Indian Fintech Fundraise Roundup
Compiled by FintechGyan | Week of March 28, 2026
Indian fintech continues to attract meaningful capital across lending, savings, healthcare finance, and B2B segments. Here are the top deals worth tracking this week.
🏆 Olyv Raises $23 Million in Series C
Personal finance and lending platform Olyv secured USD 23 million (~₹192 crore) in a Series C funding round. This is one of the larger consumer fintech rounds in recent months, signalling continued investor confidence in India’s digital lending space. Olyv offers credit, savings, and financial wellness products targeting underserved retail borrowers.
💰 Stable Money Bags $15 Million in New Round
Fixed-income investment platform Stable Money raised USD 15 million (~₹125 crore) in its latest funding round.
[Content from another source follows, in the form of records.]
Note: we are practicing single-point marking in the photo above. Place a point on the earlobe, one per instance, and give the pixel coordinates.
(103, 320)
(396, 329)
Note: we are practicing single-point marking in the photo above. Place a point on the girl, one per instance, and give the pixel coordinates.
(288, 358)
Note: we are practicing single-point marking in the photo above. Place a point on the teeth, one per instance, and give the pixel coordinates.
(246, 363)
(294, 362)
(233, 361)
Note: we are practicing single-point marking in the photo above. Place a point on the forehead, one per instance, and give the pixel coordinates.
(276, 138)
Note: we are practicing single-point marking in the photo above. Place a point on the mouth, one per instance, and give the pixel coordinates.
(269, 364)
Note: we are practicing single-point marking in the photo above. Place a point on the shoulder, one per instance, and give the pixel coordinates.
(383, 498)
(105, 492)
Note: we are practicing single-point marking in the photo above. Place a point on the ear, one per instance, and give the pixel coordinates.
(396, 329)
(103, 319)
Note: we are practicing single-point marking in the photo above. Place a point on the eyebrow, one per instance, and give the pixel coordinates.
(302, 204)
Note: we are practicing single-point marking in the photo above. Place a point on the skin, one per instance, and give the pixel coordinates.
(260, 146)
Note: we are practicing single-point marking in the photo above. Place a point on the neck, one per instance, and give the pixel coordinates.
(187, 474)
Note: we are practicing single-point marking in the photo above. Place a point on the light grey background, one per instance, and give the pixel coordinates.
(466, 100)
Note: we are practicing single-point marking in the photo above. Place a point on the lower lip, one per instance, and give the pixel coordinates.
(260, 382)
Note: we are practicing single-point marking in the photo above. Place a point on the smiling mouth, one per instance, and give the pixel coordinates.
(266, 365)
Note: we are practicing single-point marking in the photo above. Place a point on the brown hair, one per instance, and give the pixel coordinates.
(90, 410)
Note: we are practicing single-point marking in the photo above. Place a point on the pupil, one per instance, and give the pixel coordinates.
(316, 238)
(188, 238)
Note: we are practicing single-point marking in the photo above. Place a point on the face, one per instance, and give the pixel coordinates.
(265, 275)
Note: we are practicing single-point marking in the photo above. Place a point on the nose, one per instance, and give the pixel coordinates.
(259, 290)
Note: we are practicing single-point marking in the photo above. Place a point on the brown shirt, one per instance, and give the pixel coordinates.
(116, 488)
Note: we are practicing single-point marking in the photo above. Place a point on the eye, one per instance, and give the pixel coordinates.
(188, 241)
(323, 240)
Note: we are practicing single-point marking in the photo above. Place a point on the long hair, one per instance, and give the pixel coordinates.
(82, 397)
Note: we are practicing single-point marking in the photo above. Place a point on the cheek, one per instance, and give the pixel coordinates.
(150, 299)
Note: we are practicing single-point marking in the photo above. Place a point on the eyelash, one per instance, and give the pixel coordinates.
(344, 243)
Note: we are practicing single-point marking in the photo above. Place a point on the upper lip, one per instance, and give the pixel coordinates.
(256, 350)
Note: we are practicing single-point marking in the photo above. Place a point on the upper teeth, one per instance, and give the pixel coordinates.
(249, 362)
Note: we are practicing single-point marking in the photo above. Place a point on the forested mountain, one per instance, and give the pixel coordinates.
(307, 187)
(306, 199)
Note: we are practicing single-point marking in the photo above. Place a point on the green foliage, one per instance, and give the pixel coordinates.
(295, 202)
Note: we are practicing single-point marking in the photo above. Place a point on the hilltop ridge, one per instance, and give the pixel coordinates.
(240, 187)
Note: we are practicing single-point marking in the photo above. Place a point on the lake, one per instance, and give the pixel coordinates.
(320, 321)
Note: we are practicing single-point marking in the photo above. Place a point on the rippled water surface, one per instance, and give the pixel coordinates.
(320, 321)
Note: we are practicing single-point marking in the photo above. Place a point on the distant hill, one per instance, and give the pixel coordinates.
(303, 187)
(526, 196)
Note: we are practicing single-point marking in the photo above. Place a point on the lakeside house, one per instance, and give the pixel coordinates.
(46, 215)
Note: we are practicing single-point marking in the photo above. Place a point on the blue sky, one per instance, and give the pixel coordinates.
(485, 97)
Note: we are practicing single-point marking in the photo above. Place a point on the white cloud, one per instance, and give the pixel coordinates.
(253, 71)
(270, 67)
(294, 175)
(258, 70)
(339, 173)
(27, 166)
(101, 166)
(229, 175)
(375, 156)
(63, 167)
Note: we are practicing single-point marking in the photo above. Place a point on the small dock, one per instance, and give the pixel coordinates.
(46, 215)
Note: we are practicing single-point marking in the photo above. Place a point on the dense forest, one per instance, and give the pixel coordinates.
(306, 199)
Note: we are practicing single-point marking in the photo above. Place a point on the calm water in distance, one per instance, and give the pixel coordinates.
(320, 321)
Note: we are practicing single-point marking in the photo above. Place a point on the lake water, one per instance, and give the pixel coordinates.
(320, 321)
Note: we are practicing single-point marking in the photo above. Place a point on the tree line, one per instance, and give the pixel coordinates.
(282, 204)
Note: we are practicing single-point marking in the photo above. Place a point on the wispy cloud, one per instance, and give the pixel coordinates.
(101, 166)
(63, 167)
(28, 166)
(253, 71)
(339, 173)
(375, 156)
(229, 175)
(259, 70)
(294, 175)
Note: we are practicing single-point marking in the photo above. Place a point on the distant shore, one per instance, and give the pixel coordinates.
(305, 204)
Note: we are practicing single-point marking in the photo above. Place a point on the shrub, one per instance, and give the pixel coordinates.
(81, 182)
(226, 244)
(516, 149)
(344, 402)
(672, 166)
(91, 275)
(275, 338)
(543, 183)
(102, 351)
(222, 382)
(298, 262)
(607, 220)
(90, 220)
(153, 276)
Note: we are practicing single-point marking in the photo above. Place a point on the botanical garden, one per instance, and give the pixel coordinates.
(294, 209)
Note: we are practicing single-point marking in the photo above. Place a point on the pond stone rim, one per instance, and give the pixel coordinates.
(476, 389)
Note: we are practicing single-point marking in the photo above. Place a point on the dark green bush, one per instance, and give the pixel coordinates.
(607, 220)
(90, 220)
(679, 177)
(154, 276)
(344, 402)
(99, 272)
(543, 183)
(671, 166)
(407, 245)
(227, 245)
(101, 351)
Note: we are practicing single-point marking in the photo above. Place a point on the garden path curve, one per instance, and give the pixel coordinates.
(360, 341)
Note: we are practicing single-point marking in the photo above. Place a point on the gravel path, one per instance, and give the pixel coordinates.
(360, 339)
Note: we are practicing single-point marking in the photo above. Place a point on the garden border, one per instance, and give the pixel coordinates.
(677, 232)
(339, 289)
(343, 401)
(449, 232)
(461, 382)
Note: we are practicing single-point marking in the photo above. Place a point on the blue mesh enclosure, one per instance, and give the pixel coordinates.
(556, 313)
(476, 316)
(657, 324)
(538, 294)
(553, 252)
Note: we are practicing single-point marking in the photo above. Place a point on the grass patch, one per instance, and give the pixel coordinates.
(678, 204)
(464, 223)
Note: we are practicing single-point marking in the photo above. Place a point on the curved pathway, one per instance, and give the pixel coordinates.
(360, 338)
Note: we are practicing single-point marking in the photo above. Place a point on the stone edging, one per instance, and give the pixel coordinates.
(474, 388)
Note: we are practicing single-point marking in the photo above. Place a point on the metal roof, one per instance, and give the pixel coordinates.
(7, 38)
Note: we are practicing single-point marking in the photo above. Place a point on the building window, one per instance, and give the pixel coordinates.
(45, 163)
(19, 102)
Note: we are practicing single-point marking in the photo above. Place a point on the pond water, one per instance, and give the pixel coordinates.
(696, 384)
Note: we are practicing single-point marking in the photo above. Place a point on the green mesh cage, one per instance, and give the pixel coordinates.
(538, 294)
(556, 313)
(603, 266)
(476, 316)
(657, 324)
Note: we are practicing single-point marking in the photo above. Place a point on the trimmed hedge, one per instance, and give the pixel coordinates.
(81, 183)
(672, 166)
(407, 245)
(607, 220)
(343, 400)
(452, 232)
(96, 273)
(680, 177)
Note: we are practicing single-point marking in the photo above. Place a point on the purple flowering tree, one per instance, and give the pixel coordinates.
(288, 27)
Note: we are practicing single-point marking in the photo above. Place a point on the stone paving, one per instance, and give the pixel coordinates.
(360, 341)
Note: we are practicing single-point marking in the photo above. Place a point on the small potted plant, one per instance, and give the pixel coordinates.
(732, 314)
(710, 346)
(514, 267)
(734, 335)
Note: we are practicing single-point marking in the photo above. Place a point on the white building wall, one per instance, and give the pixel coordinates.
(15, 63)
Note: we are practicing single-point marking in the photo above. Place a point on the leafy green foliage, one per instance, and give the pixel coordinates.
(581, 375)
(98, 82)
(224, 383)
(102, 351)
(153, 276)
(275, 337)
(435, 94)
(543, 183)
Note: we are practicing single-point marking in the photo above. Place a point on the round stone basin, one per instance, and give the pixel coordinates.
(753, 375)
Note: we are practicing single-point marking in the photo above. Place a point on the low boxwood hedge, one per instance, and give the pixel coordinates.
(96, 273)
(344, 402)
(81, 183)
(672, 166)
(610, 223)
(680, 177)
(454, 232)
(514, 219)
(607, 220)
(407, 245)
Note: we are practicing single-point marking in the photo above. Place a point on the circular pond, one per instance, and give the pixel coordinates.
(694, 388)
The platform focuses on helping retail investors access fixed deposits and bonds from banks and NBFCs — a segment gaining traction as interest rates remain elevated. This raise signals strong investor appetite for wealthtech platforms serving the mass-affluent segment.
🏥 Care.fi Secures $8 Million for Healthcare Fintech
Care.fi, a startup focused on healthcare-linked financial products, raised USD 8 million (~₹67 crore). The company sits at the intersection of insurance, lending, and healthcare payments — a niche but fast-growing vertical in India. This funding will likely support product expansion and distribution partnerships with hospitals and clinics.
🏦 Mysa Raises $3.4 Million Led by Blume Ventures
B2B fintech startup Mysa closed a USD 3.4 million (~₹28 crore) round led by Blume Ventures and Piper Serica. Mysa targets the business banking and financial operations segment for SMEs. Blume’s participation adds strong institutional credibility to what is an early-stage but operationally focused play.
🌱 Bold Finance Closes $1.5 Million Seed Round
Early-stage lending startup Bold Finance raised USD 1.5 million (~₹12.5 crore) in seed funding. While details on its exact model remain limited, the raise reflects continued seed-stage activity in India’s credit infrastructure space.
📊 Macro Context
These deals align with broader trends: Indian FinTech funding hit a 5-quarter high at end of 2025, with capital jumping 3.8x quarter-on-quarter per FinTech Global data. India also ranked third globally in fintech funding in 2025 with $2.4 billion raised, per Tracxn.
FintechGyan Takeaway: Deal flow is broad-based — spanning lending, wealthtech, B2B payments, and health finance — suggesting sector maturity rather than concentration risk. MFDs and IFAs should watch platforms like Stable Money closely, as they increasingly compete for the same fixed-income investor wallet.